Bill Hendley

Personal information
- Full name: William Hendley
- Born: 16 November 1834 Pirton, Hertfordshire, England
- Died: 4 September 1895 (aged 60) Dunedin, New Zealand
- Height: 5 ft 10+1⁄2 in (1.79 m)
- Bowling: Right-arm medium-pace
- Role: Bowler

Domestic team information
- 1864/65–1872/73: Otago

Career statistics
| Competition | First-class |
| Matches | 8 |
| Runs scored | 22 |
| Batting average | 2.00 |
| 100s/50s | 0/0 |
| Top score | 11 |
| Balls bowled | 860 |
| Wickets | 37 |
| Bowling average | 8.48 |
| 5 wickets in innings | 2 |
| 10 wickets in match | 1 |
| Best bowling | 8/28 |
| Catches/stumpings | 9/– |
- Source: ESPNcricinfo, 4 April 2023

= Bill Hendley =

New Zealand cricketer (1834–1895)

William Hendley (16 November 1834 – 4 September 1895) was a New Zealand cricketer. He played eight first-class matches for Otago between 1864 and 1873.

==Life and career==
Hendley was born in England, where he worked as a farm labourer in East Anglia before migrating to the Victorian goldfields in about 1860. He played cricket in the Castlemaine area between 1860 and 1864.

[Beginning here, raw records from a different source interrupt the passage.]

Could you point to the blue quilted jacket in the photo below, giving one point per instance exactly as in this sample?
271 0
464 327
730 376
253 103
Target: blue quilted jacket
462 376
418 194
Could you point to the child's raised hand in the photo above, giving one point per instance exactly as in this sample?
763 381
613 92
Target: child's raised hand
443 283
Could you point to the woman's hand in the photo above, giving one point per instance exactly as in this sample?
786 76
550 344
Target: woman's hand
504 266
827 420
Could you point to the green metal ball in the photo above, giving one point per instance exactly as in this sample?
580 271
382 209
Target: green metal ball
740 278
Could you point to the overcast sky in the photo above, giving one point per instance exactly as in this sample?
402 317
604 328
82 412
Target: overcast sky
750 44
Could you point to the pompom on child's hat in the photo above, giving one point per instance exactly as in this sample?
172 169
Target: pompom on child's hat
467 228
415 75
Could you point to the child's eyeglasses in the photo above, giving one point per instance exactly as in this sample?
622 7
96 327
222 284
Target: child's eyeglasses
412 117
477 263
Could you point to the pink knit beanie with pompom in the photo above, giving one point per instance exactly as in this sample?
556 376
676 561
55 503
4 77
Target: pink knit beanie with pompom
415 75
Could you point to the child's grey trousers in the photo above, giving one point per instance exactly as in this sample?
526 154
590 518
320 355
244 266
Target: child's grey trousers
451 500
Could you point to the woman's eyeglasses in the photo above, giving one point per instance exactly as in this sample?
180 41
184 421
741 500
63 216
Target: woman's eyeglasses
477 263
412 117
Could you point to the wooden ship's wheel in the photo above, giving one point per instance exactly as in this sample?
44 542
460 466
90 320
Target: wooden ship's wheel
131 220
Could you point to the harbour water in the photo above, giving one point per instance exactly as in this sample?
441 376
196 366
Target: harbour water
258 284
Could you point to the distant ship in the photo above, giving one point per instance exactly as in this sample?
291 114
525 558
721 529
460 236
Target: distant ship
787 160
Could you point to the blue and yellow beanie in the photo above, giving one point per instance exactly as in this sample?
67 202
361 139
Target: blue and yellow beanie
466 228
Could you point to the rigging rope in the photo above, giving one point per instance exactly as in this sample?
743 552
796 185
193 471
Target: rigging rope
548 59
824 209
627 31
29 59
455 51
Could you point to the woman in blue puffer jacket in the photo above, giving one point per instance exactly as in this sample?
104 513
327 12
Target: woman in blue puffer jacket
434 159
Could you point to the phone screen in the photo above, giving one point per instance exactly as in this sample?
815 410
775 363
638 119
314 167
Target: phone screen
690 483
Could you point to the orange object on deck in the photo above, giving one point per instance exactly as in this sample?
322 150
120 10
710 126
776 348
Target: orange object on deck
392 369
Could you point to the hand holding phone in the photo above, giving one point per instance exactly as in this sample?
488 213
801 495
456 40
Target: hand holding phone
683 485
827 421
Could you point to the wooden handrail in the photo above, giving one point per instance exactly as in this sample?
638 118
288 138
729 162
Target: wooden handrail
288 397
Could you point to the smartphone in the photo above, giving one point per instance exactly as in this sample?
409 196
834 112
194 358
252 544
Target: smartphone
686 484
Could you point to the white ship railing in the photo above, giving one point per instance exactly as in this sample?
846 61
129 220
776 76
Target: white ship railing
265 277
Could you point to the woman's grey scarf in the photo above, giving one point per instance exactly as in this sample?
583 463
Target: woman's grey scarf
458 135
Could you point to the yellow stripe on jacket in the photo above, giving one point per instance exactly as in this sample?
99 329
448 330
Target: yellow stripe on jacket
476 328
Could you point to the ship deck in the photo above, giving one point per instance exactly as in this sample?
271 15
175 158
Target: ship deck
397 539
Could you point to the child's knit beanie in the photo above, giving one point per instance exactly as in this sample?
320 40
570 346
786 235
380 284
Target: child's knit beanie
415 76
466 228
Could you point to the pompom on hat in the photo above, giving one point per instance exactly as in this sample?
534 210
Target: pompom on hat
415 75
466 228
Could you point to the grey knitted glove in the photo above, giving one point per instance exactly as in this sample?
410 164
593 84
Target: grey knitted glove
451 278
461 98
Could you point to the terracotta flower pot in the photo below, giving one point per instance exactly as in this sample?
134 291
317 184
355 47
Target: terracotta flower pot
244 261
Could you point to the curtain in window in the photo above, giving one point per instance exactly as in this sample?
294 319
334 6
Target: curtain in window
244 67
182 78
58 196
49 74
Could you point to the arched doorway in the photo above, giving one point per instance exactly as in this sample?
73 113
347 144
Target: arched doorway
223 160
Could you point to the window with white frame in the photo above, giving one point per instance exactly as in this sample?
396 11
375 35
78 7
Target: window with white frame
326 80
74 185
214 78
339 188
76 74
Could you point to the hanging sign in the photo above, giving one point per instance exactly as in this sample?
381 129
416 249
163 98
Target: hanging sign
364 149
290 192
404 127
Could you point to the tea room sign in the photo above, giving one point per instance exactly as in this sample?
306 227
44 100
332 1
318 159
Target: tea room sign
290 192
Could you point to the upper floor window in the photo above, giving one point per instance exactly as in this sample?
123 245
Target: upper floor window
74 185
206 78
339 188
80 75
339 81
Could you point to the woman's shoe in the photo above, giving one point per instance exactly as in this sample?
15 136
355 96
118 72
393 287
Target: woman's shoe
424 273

Hendley moved to Dunedin in 1864 and took up the position of groundsman and professional bowler and coach with the Dunedin Cricket Club. A right-arm medium-paced bowler, he was a strong man, five feet ten and a half inches tall, said to be able to carry a sack of wheat under each arm.

Hendley was one of the first bowlers in first-class cricket to run out a batsman who was backing up out of his crease. He did it on two occasions, both against Canterbury: dismissing Walter Wilson in February 1865, and Richard Powys in February 1866. The dismissals were considered unusual but not controversial. The Lyttelton Times reporter in February 1865 was evidently unfamiliar with the mode of dismissal and recorded it among the scores as "Mr. Wilson, st and b Hendley 2" – that is, stumped and bowled by Hendley, which is not a possible dismissal under the laws of cricket.

In his first match for Otago, Hendley took 5 for 37 and 2 for 26 in a four-wicket loss to Canterbury in the 1865 match when he ran out Wilson. His best first-class bowling figures were 8 for 28 and 3 for 34, when Otago beat Canterbury by four wickets in December 1869.

Hendley remained active in Dunedin cricket for the rest of his life, as groundsman, coach, umpire and professional player and bowler. A few days after his death from pneumonia in September 1895 a new club was inaugurated in Dunedin and named the Hendley Cricket Club in his honour.

Hendley's wife Jane died of consumption in 1879, and their three young daughters were admitted to the Industrial School in Dunedin, where neglected and orphaned children were housed and trained for useful work. The daughters all grew up, and Hendley's will left "a little money for division" among them.